# Playing around... stuffed up settings



## noobbuild (Jan 5, 2009)

I was looking at an overclocking forums and they recommended to use clockgen and CPU-Z to overclock, so i downloaded these tools to see what they were like.

When i first opened Clockgen I had no clue what to do, i was stupid to not read the instructions before attempting to overclock. I opened PPL setup and PPL control and moved the slider up and down a bit now its stuck on these settings. But surprisingly my computer seems to be running a little bit faster then before even the the FBS is lower than 200mhz

I have a Pentium D 2.8ghz processor ECS Asterope2 OEM motherboard 
Bus Width 64-bit
Real Clock	200 MHz (QDR)
Effective Clock 800 MHz
Bandwidth	6400 MB/s

Please help me restore my original CPU settings or tell me how to overclock safely.


----------



## 77kissko77 (Feb 4, 2009)

when you just reboot your computer it should be set back to your default values..and i dont like the idea overclock via software..you should overclock from BIOS..
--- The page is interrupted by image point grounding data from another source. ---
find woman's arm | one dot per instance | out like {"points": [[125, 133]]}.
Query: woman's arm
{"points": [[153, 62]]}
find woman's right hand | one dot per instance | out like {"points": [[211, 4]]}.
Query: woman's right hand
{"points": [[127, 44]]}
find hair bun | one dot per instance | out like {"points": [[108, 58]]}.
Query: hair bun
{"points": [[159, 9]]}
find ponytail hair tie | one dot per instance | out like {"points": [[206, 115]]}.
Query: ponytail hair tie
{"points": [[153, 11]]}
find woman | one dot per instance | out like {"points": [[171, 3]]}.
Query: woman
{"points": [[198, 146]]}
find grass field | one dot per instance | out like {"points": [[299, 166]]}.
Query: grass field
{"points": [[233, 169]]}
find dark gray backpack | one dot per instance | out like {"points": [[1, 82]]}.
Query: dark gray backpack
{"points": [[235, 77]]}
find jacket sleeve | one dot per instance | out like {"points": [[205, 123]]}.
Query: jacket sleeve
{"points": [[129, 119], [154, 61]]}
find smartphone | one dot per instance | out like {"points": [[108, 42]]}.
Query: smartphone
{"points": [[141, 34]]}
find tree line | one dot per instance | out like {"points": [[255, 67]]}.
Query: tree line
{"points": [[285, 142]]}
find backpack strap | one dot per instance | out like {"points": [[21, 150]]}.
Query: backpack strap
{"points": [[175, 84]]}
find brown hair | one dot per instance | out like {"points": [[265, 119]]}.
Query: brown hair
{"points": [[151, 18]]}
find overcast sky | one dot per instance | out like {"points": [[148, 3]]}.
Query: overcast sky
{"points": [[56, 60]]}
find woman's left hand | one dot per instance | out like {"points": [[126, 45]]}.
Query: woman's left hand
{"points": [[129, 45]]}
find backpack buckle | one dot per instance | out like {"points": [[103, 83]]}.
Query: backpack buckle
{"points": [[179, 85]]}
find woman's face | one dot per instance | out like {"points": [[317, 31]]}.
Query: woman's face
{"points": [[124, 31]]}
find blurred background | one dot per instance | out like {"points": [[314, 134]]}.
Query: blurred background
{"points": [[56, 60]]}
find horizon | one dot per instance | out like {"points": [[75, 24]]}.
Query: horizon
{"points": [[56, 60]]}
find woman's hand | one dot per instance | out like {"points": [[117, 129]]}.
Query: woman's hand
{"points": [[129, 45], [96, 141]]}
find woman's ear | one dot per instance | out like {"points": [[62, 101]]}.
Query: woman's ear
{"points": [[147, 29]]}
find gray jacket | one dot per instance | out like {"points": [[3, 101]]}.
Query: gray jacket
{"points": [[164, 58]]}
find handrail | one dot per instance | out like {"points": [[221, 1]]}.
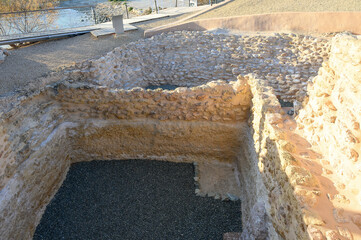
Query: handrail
{"points": [[49, 9]]}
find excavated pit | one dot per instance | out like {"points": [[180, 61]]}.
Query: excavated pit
{"points": [[135, 199], [177, 98]]}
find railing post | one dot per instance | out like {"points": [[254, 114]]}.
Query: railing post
{"points": [[156, 8], [94, 15], [126, 10]]}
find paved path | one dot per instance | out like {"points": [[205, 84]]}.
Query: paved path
{"points": [[135, 199]]}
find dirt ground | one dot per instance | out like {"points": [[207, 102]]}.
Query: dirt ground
{"points": [[248, 7], [29, 63]]}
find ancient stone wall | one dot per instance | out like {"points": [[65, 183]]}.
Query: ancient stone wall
{"points": [[331, 120], [284, 61], [102, 111], [34, 161], [274, 169]]}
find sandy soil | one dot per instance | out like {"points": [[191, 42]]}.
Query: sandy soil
{"points": [[247, 7], [31, 62]]}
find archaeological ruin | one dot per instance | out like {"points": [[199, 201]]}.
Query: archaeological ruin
{"points": [[271, 119]]}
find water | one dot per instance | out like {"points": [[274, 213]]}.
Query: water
{"points": [[71, 18], [75, 3]]}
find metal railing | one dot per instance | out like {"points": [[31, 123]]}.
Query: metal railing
{"points": [[46, 20]]}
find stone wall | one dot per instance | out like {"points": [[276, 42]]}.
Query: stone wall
{"points": [[100, 111], [34, 162], [331, 120], [284, 61], [272, 173]]}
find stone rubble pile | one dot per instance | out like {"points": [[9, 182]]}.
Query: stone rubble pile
{"points": [[286, 61]]}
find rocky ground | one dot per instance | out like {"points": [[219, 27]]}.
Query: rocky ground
{"points": [[135, 199], [3, 54], [248, 7]]}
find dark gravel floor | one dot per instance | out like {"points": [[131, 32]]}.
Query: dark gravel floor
{"points": [[135, 199], [164, 87]]}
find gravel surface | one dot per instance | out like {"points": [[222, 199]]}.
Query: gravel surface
{"points": [[29, 63], [135, 199], [164, 87], [248, 7]]}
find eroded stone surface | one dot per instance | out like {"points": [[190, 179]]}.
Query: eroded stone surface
{"points": [[100, 110]]}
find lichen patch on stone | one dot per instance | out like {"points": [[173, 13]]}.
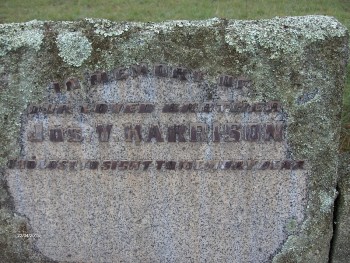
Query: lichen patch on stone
{"points": [[281, 35], [74, 48], [14, 40]]}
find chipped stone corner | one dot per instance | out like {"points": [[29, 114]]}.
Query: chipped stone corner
{"points": [[16, 241]]}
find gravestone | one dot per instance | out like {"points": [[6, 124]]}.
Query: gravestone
{"points": [[204, 141]]}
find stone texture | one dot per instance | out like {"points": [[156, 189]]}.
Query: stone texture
{"points": [[73, 125]]}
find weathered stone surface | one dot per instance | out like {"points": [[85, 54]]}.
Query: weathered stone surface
{"points": [[340, 243], [207, 141]]}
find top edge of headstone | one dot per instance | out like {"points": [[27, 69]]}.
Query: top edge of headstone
{"points": [[287, 35], [326, 25]]}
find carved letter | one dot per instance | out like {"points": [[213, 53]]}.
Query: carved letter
{"points": [[154, 133], [198, 132], [178, 130], [37, 134], [103, 132], [132, 133]]}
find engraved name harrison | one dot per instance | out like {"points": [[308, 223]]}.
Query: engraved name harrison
{"points": [[193, 132]]}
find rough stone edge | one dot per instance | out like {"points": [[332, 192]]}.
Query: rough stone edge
{"points": [[340, 252]]}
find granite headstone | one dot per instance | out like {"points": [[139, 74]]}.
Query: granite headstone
{"points": [[183, 141]]}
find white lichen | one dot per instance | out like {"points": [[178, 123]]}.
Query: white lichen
{"points": [[11, 40], [74, 48], [281, 36]]}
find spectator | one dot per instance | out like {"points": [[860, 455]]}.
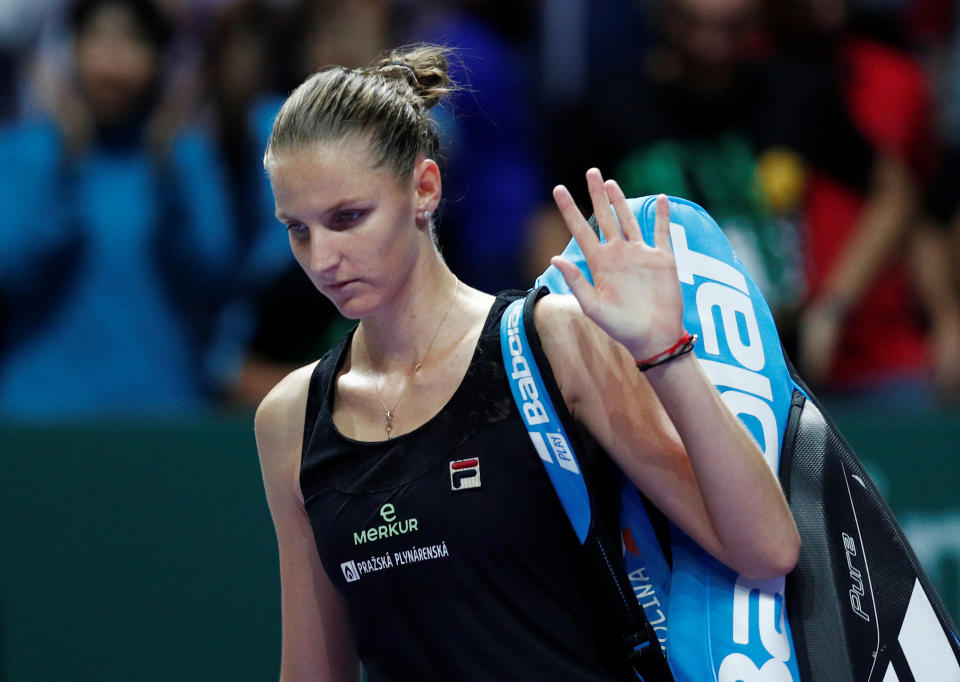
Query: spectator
{"points": [[861, 332], [115, 236]]}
you should do a lot of research before overclocking..
there is lot of overclocking guides and articles on the web..
good luck with overclocking


----------



## linderman (May 20, 2005)

each time you reboot your computer will restore to the proper stock settings when you are using software to overclock

you can also use the "load optimized defaults" in the bios when you "think" a setting may have stuck in the bios

PLL voltages can be very harmful to your cpu if sent too high ............ best to research and find out what is the safe range of your individual cpu


----------